What a non Italian reader needs to know is that it is common for Italian supermarkets to keep clients close by giving them little gifts, the economic value of which depends on how much they have spent in a given time. So, what’s different here? Some may ask. The more you buy, the better your chances of winning a job. And winning a job is after all ‘more useful’ than ‘winning a pot’ ! In addition, what a non Italian reader may not be aware of is that Sardinia is not only an exotic island in the heart of the Mediterranean Sea but is also an economically depressed area with unemployment rate of 45 per cent for 15–29 year olds.
So, whilst being bombarded by talent shows and TV programmes of all sorts showing us how to become successful, even how to get a ‘normal’ job , we are now presented with the opportunity to build our working lives through a lottery. As sociologists, we are inevitably left with a range of questions: what does it tell us that a selection process based on skills and experience is so blatantly annihilated? Is it the high rate of youth unemployment that explains the apparent devaluation of work as a centre of one’s identity? And does anyone care about the fact that a young person might want to go for a job which is in line with their personal aspirations, plans, even vocation, which might – or might not — include obtaining a supermarket job? And why should people’s achievements in securing work count for nothing in those cases when they not publicised, turned into an event, made into something extraordinary as for the winners of this lottery?

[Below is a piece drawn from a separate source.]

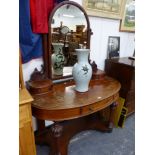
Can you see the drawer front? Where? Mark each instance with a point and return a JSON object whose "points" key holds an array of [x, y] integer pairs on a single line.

In recent years, the title of Gallino’s (2007) book, ‘Il lavoro non è una merce’ (Work is not a commodity), has represented the work of Italian sociology well, in its engagement with normative debates about the dignity of work, and boundaries to commodification and flexibilization in order to ensure acceptable standards for working people. Despite this animated discussion, which has partly resonated with European scholarly debates and, even more interestingly, has gone along with painful transformations towards increasing flexibilization in the legal system in Italy, we have witnessed some surprising reactions to the ‘Win a job’ lottery.
There has been no public objection by the local unions. It has been reported that older people have been seen donating the 30 Euro tickets to young people in the checkout line, wishing them luck. We have heard from young people worried only that the jobs won may not be realised, and that a one year contract was ultimately not a good enough solution to long term unemployment. Nobody seems to have contested the rationale of the competition. For the rest, so far so good. Such a sympathetic reaction has galvanized the promoter of the initiative, brought good money to the supermarket chain, and ‘pampered’ some real social problems.
This is an opportunity to reflect on the range of views on how lucky one should be in winning a job and what this tells us about contemporary Sardinian society, or other similar places. Is it simply the case that the need to work for a living cuts what could be a long story short? And what should the role of sociologists and unions be in all this? We feel there is plenty to discuss still — perhaps at our next meeting.
References
Luciano Gallino, Il lavoro non è una merce, Roma, Laterza 2007.

Comments
Fascinating story, and thanks very much for writing it.
In a world where Human Resources departments ensure even low-skilled workers are recruited for ‘personality’ and ‘attitude’, via extensive application and interview processes, this lottery for jobs is certainly novel, as well as disturbing.
I predict in a couple of years the company will have some ‘success’ stories on its website: “three years ago Roberto was unemployed. Then he won a job, and impressed us so much we kept him on. Now he’s the branch manager and ready to train up the next generation of luck job lottery winners”.